NEWSFLASH: There is a difference between abuse and discipline. There is nothing wrong with spanking as long as it is done in moderation.
I can answer the second half of the question.....My son hit me a few hours ago. He was being physically removed from the computer room where he was bugging his brother. (who was having his computer time) He flipped out and decided to punch me. (He's 5, almost 6) I can tell you what I did. I put him in his room. I did not hit him back, that would defeat the purpose, although he has been spanked before.

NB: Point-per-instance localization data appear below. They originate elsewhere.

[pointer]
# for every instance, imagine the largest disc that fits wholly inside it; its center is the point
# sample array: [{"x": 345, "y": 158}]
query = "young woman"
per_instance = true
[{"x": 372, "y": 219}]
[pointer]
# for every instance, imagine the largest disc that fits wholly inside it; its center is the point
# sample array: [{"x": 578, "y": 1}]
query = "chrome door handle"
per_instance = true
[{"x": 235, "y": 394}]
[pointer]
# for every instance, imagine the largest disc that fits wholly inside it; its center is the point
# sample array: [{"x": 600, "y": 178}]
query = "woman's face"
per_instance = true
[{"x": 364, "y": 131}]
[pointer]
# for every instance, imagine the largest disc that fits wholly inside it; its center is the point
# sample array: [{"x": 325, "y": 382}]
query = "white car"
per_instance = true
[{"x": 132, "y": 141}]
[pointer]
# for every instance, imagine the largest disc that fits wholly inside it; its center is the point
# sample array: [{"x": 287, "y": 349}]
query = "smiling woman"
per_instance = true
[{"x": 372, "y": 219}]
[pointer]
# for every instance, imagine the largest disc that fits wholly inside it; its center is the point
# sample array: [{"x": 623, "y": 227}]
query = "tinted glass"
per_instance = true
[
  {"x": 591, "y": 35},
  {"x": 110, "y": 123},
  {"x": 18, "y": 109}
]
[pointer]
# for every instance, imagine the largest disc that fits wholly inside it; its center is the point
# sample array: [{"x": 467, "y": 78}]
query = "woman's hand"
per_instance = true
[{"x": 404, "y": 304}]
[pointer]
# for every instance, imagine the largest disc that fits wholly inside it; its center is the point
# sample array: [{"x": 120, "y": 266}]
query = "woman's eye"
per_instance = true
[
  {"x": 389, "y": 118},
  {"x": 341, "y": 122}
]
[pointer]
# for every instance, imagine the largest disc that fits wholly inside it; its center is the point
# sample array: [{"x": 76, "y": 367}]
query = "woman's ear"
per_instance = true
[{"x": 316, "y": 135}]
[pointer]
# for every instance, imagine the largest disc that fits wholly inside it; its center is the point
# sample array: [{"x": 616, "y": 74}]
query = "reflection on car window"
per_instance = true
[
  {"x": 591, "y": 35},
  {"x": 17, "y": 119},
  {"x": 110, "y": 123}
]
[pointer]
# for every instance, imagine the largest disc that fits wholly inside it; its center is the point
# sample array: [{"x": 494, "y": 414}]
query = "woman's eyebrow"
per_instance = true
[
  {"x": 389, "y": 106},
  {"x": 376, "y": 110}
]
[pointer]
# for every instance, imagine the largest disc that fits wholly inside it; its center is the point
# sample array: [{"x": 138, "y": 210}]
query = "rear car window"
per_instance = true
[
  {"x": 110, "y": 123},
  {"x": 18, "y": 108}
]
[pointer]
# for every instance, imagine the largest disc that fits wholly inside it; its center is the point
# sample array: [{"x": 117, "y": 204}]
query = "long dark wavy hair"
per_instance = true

One thing my mother always taught us kids is that we were no better than anybody else and that we were no worse, we were equall. it's ok to lift up your kids to the proper degree but a parent can overdue it to and spoil the child with such things. my kids would be taught to treat and think of others as equalls. No offence intended I do respect your opinion on the matter, just my thought. You know i like you KC.:sunglasse
well, it's not like i disagree, but i come from a household where my dad wouldn't ever even once tell me he was proud of me, and would always find examples of kids that were better than we were. fuck that shit, that's abuse. when i see parents that are just in love with their children, tell their children that they're special and wonderful, i'm much happier. people who feel good about themselves (and i don't mean narcissists), but people with a healthy degree of self-respect and self-love not only succeed in life, but are more willing to help others succeed as well.
Sure, you need to let your kids know they're loved. But you shouldn't tell them they're the most perfect human beings on the planet. If they thing they're perfect, they aren't going to try to improve. A parent should be a child's biggest fan, but also their loudest critic. Don't be afraid to tell your child when they are wrong. But also tell them what they need to do to be right. There's nothing wrong with honesty.
Sure, but I think reading a book at 5-years-old > reading on the computer at 5-years-old. And yeah, sharing is good. But that doesn't mean let your child use anything you use. I cannot stand parents who let their young children have free-range.